4.2 Results of Testing Using the MIR-1K Dataset

HRNet and HR-LSTM were tested without mixing our NISVS dataset with the MIR-1K [12] dataset, as the MIR-1K dataset contains enough audio samples for training (825). Moreover, the musical genres in our proposed NISVS dataset are too different from those contained in the MIR-1K dataset.

The performance of MIR-1K dataset has been reported to compare with other state-of-the-art algorithms using GNSDR, GSIR, and GSAR for both singing voice and accompaniment. Global normalized SDR (GNSDR), global SIR (GSIR), and global SAR (GSAR) are calculated as weighted means of NSDR, SIR, and SAR, respectively, which is based on BSS-EVAL metrics [28, 43]. Table 4 presents the experimental results achieved by our combined HR-LSTM and HRNet. The HR-LSTM and HRNet as assessed by GSAR and GNSDR at separating singing voice and accompaniments exceeded all other baseline architectures. Specifically, HR-LSTM performed the best as assessed by GNSDR (for accompaniment separation) and GSAR (for singing voice separation). The HRNet performed best as assessed by GSAR at accompaniment separation, though PSHN (4-Stack) [1] was still best at separating singing voices, as it had a GNSDR value of 10.83 dB and GSIR value of 16.54 dB. PSHN (4-Stack) also separated accompaniment well, as assessed by GSIR, outperforming our HR-LSTM by 0.09 dB.

Table 4 GNSDR, GSIR, and GSAR values in decibel (dB) for singing voice separation using the MIR-1K dataset

Full size table

4.3 Results of Testing Using the NISVS Dataset

Table 5 shows the results of three experiments conducted with the NISVS dataset. First, the mixed audio of the DSD100 and NISVS datasets was used for training. The HR-LSTM network trained on this mixed dataset performed well during testing. It helps, of course, that the music in these two datasets is similar in terms of genre. The connections of the multi-resolution convolutions in parallel in the HRNet has the accuracy of 17.59 dB for vocals and 8.04 dB for accompaniments. This experiment on HRNet only uses our NISVS dataset for training.

Table 5 Median SDR values in decibel (dB) for singing voice separation using our developed NISVS dataset

Full size table

A second experiment that used the blended LSTM block and HRNet (HR-LSTM) increased performance by 1.23 dB for vocals and 0.78 dB for accompaniments over an HRNet trained only on our NISVS dataset. Incorporation of our NISVS dataset into the system improved the HR-LSTM’s accuracy for two reasons; first, the incorporation of the LSTM block before every downsampling and upsampling operation captured the global structure for modeling the fine local features of the input mixed spectrogram, and second, the LSTM treated the feature map of the spectrogram as sequential data along the time axis which captured the long range dependencies present in the mixed spectrogram.
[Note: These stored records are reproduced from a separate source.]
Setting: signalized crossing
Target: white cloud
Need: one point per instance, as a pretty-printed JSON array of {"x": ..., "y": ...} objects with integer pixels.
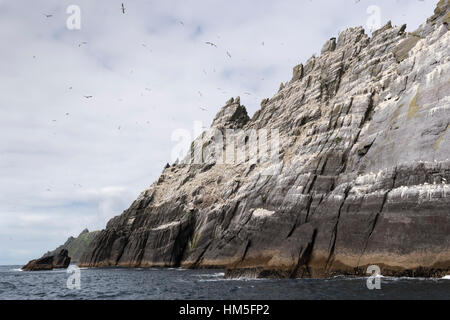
[{"x": 68, "y": 162}]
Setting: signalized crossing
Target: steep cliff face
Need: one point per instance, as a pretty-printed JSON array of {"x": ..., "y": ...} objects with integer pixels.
[
  {"x": 360, "y": 177},
  {"x": 75, "y": 246}
]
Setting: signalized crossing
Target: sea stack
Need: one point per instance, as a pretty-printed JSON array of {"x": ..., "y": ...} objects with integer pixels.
[{"x": 358, "y": 172}]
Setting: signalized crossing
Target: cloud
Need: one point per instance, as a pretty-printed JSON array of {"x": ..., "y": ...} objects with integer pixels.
[{"x": 68, "y": 162}]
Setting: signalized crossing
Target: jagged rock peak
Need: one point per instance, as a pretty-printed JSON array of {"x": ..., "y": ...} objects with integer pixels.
[
  {"x": 330, "y": 45},
  {"x": 359, "y": 174},
  {"x": 84, "y": 232},
  {"x": 232, "y": 116}
]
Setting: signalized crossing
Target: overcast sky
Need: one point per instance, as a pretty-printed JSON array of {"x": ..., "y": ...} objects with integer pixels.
[{"x": 68, "y": 162}]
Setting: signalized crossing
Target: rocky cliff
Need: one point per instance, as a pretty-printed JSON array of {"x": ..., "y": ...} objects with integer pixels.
[
  {"x": 60, "y": 260},
  {"x": 359, "y": 174},
  {"x": 75, "y": 246}
]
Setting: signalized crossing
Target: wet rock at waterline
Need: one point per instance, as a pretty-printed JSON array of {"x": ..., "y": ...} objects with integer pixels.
[
  {"x": 357, "y": 172},
  {"x": 58, "y": 261}
]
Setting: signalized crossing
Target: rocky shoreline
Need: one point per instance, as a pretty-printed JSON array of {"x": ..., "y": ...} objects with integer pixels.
[{"x": 360, "y": 175}]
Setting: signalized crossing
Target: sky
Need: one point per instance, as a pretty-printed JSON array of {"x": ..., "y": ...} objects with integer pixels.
[{"x": 88, "y": 115}]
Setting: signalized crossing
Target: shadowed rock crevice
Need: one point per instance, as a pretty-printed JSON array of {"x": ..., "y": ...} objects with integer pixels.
[{"x": 360, "y": 177}]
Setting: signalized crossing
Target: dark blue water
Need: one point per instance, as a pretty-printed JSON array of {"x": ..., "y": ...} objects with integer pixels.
[{"x": 115, "y": 283}]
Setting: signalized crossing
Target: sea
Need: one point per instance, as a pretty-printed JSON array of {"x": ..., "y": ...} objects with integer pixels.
[{"x": 181, "y": 284}]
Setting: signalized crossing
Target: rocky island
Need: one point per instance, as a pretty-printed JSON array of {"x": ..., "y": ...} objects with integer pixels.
[
  {"x": 62, "y": 256},
  {"x": 360, "y": 175}
]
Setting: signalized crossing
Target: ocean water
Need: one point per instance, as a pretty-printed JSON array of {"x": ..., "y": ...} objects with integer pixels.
[{"x": 120, "y": 283}]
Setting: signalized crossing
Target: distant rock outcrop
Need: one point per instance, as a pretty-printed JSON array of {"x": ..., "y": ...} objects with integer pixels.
[
  {"x": 362, "y": 176},
  {"x": 76, "y": 246},
  {"x": 59, "y": 261}
]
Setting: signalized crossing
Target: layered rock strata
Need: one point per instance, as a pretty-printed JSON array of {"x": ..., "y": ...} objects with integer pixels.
[{"x": 359, "y": 176}]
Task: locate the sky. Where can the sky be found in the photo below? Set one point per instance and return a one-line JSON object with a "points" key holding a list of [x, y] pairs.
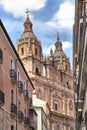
{"points": [[48, 18]]}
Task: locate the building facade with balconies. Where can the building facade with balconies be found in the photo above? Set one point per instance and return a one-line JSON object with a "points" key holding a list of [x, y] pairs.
{"points": [[15, 88], [80, 63], [51, 76]]}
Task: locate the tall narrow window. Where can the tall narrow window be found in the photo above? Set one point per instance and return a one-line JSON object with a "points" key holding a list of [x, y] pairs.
{"points": [[24, 111], [11, 64], [22, 51], [37, 72], [55, 105], [18, 76], [24, 85], [12, 96], [35, 51], [19, 105], [12, 127]]}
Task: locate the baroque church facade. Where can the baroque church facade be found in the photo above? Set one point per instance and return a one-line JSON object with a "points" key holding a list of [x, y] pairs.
{"points": [[51, 76]]}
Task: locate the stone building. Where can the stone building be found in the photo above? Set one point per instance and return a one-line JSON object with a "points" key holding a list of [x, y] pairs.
{"points": [[52, 77], [16, 111], [80, 63]]}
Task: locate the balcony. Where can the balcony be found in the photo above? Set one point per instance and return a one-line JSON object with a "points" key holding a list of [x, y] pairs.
{"points": [[26, 95], [20, 116], [2, 98], [26, 121], [13, 75], [20, 86], [1, 56], [13, 110]]}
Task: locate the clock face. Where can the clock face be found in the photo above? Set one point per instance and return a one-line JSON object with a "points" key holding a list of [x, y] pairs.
{"points": [[71, 105]]}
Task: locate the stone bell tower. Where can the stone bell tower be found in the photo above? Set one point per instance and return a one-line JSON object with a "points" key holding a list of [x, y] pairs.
{"points": [[29, 49]]}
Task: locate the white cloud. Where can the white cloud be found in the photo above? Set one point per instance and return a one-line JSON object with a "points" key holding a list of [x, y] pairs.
{"points": [[18, 7], [65, 45], [64, 17]]}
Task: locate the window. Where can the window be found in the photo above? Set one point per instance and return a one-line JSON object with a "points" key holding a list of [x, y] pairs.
{"points": [[1, 56], [56, 105], [11, 64], [22, 51], [12, 96], [19, 105], [24, 111], [12, 127], [37, 71], [18, 76], [35, 51], [66, 68], [24, 85]]}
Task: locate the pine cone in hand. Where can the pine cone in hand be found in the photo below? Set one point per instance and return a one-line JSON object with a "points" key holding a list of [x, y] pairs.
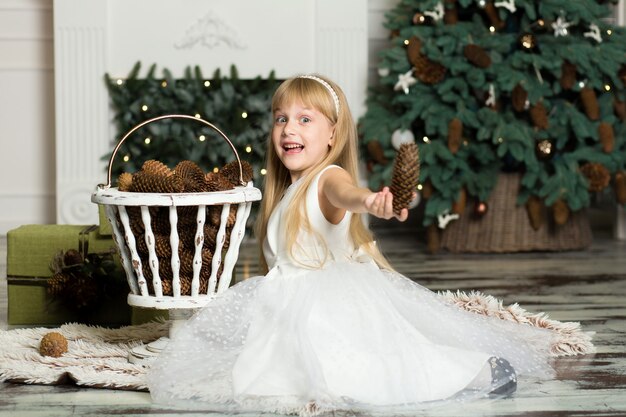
{"points": [[405, 176]]}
The third experiment tested the HR-LSTM on the blended DSD100 and NISVS dataset. This mixed dataset resulted in the most accurate model performance, reaching 19.46 dB for vocals and 8.85 dB for accompaniments.

We also visualize the predicted and ground truth spectrogram for one of the test audio samples of singing voice and accompaniment of the NISVS dataset. In Table 5, the mixing of the real DSD100 dataset and synthetic NISVS dataset gives better accuracy in comparison with without mixing it. So, the visualization of the test result in Fig. 7 has been carried out using the HR-LSTM model trained with a mixing DSD100 and NISVS datasets. The visualization results prove that the predicted spectrogram for singing voice and accompaniment are close to ground truth and hence separate the music sources successfully.

4.4 Results of Testing Using the Pansori Dataset

Table 6 shows the outcomes of our study, as well as a comparison to the baseline [1] using Pansori dataset. The Pansori dataset was originally published in [1], in which a parallel stack hourglass network (PSHN) with different architectural variations—PSHN (1-Stack), PSHN (2-Stack), PSHN (3-Stack), and PSHN (4-Stack) – was constructed. The PSHN (4-Stack) performed the best, at 15.97 dB for drum, 12.86 dB for drummer voice, and 16.12 dB for singer voice. The masks that had been estimated in the intermediate stage of the parallel hourglass module were passed into the next module, which resulted in the excellent performance of the PSHN (4-Stack). The HRNet and HR-LSTM architectures designed in this paper surpassed even the PSHN (4-Stack) in accuracy. The HR-LSTM exceeded the HRNet along with all variants of the baseline at drum, drummer voice and singer voice separation. The outperformance is attributed to the fact that our HRNet connected multi-resolution convolutions in parallel, and the fusion of the HRNet with a LSTM block. Even the HRNet without the LSTM block performed well compared to the baseline, achieving 15.83 dB for drum, 12.91 dB for drummer voice, and 16.25 dB for singer voice (0.14 dB less for drum, 0.05 dB more for drummer voice, and 0.03 dB more for singer voice than the PSHN (4-Stack)).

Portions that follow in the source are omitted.